Now let's assume that you occasionally see the odd spike in transaction times -- which, for the purpose of this example, we'll assume is normal. As such you are not concerned with these spikes, so you want a formula to exclude them. Chances are an arithmetic median would be more appropriate in this case; in which case the code above can suffer just a small change:

      ...
        AbstractTimedAggregator<Double> aggregator = new ArrayListBackedAggregator<Double>(new DoubleMedianValueAggregatorFunction(),
                5000L);
       ...

Or maybe you want to be more precise and ensure that lets say 95% of your transactions take less than a certain execution time, so you replace the median formula with a percentile one:

      ...
        AbstractTimedAggregator<Double> aggregator = new ArrayListBackedAggregator<Double>(new DoublePercentileAggregatorFunction(95),
                5000L);
       ...

Or maybe your health indicator is the number of transactions going through the system every 5 seconds. In this case you can use a nostore aggregator with a sum formula like this:

public class AggregatorTesting implements TimedAggregatorListener<Double> {
    Aggregator<Double> agg;

    public AggregatorTesting() {
        AbstractTimedAggregator<Double> aggregator = new AbstractNoStoreAggregator<Double>(
                new DoubleSumAggregatorBinaryFunction(), 5000L) {
            @Override
            protected Double initialValue() {
                return 0.0;
            }
        };
        aggregator.addTimerListener(this);
        this.agg = aggregator;
    }

    public void onTimer(AbstractTimedAggregator<Double> aggregator, Double evaluation) {
        double aggregated = aggregator.evaluate();
        /* log the value etc. */
    }

    private void add(double d) {
        agg.add(d);
    }

    public static void main(String[] args) {
        AggregatorTesting t = new AggregatorTesting();
        /* add data */
        t.add(1.0);
        t.add(2.0);
        /* .. */
    }
}

(Bear in mind that there is also a IntegerCountAggregatorBinaryFunction too!)

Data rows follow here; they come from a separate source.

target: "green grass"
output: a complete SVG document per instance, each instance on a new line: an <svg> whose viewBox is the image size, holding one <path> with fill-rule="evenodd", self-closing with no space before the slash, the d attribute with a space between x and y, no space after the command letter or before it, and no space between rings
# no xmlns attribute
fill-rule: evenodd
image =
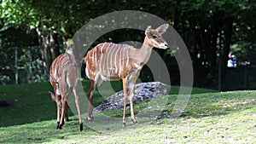
<svg viewBox="0 0 256 144"><path fill-rule="evenodd" d="M83 82L84 89L87 84ZM114 91L122 88L119 82L112 85ZM181 116L172 118L179 88L171 88L172 94L165 95L164 111L157 117L137 118L140 124L131 124L127 118L127 125L122 128L122 110L95 112L95 122L84 123L84 131L79 132L76 116L72 116L62 130L55 130L55 104L48 95L52 90L49 84L0 86L0 99L13 102L9 107L0 107L0 143L256 142L256 91L194 88ZM95 97L95 106L103 100L98 92ZM147 114L154 113L157 108L150 108L151 105L149 100L136 105L136 113L147 109L150 109ZM102 118L102 114L111 116L113 121Z"/></svg>

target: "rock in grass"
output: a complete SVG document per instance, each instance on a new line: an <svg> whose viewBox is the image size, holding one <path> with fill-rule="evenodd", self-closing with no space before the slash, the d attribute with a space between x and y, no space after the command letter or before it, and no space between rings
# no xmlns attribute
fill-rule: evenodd
<svg viewBox="0 0 256 144"><path fill-rule="evenodd" d="M134 103L140 103L156 95L170 94L170 87L160 82L141 83L135 85ZM129 97L127 105L130 105ZM119 91L94 108L95 112L124 108L124 91Z"/></svg>
<svg viewBox="0 0 256 144"><path fill-rule="evenodd" d="M0 100L0 107L9 107L11 106L13 103L6 101L6 100Z"/></svg>

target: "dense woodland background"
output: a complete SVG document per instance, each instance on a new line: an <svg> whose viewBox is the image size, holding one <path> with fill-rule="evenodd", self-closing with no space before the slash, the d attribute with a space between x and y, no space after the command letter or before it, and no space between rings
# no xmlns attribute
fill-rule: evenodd
<svg viewBox="0 0 256 144"><path fill-rule="evenodd" d="M0 9L3 84L47 81L52 60L81 26L109 12L140 10L162 18L180 34L193 61L194 85L256 89L255 0L2 0ZM143 32L119 30L98 42L143 42ZM238 59L234 69L226 67L230 51ZM172 84L178 85L175 52L158 52L168 66ZM152 80L148 72L143 71L143 81Z"/></svg>

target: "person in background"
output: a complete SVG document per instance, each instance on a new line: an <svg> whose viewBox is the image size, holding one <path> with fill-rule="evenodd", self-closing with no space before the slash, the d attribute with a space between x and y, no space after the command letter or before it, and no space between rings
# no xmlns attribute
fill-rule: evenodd
<svg viewBox="0 0 256 144"><path fill-rule="evenodd" d="M236 56L234 55L231 52L230 52L227 66L228 67L236 67L236 66L237 66L236 60L237 60Z"/></svg>

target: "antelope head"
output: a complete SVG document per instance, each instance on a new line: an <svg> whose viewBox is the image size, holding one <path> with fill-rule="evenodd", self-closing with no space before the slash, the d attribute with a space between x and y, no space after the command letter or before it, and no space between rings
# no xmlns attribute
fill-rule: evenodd
<svg viewBox="0 0 256 144"><path fill-rule="evenodd" d="M162 37L162 34L166 31L168 26L168 24L164 24L155 30L152 29L151 26L148 26L145 31L145 35L148 40L148 44L154 48L166 49L168 44Z"/></svg>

This has the advantage of a lower memory footprint as well (see above). If your healthcheck indicator is based on the maximum transaction time over a 5 seconds interval, then you simply replace the aggregation function with a max value implementation:

      ...
        AbstractTimedAggregator<Double> aggregator = new AbstractNoStoreAggregator<Double>(
                new DoubleMaxAggregatorBinaryFunction(), 5000L) {
      ...

Or you can simply roll out your own code -- if using the nostore implementation, all you need to do is implement a BinaryFunction and pass it to the Aggregator constructor. This function will receive the already-stored aggregated value as the first parameter, and data just passed in (via add()) as the second parameter; the result of this function will be stored back in the aggregator.

For the list-based aggregators, use an instance of AbstractListBackedAggregator and pass in an instance of Function which accepts a List and returns a single object.

Have a look at the org.apache.commons.functor.aggregator.functions package which includes a set of functions to achieve various of these tasks already.

Note on class naming : You will notice in the org.apache.commons.functor.aggregator.functions package there are functions with similar names -- e.g. DoubleSumAggregatorFunction and DoubleSumAggregatorBinaryFunction. The naming convention is that if the function takes 2 parameters (i.e. it is an instance of BinaryFunction then the name of the class in this package will contain BinaryFunction, otherwise, if it is an instance of Function then the name will only contain Function.

The reason behind it is that instances of BinaryFunction can be used with AbstractNoStoreAggregator whereas the instances of Function can be used with AbstractTimedAggregator.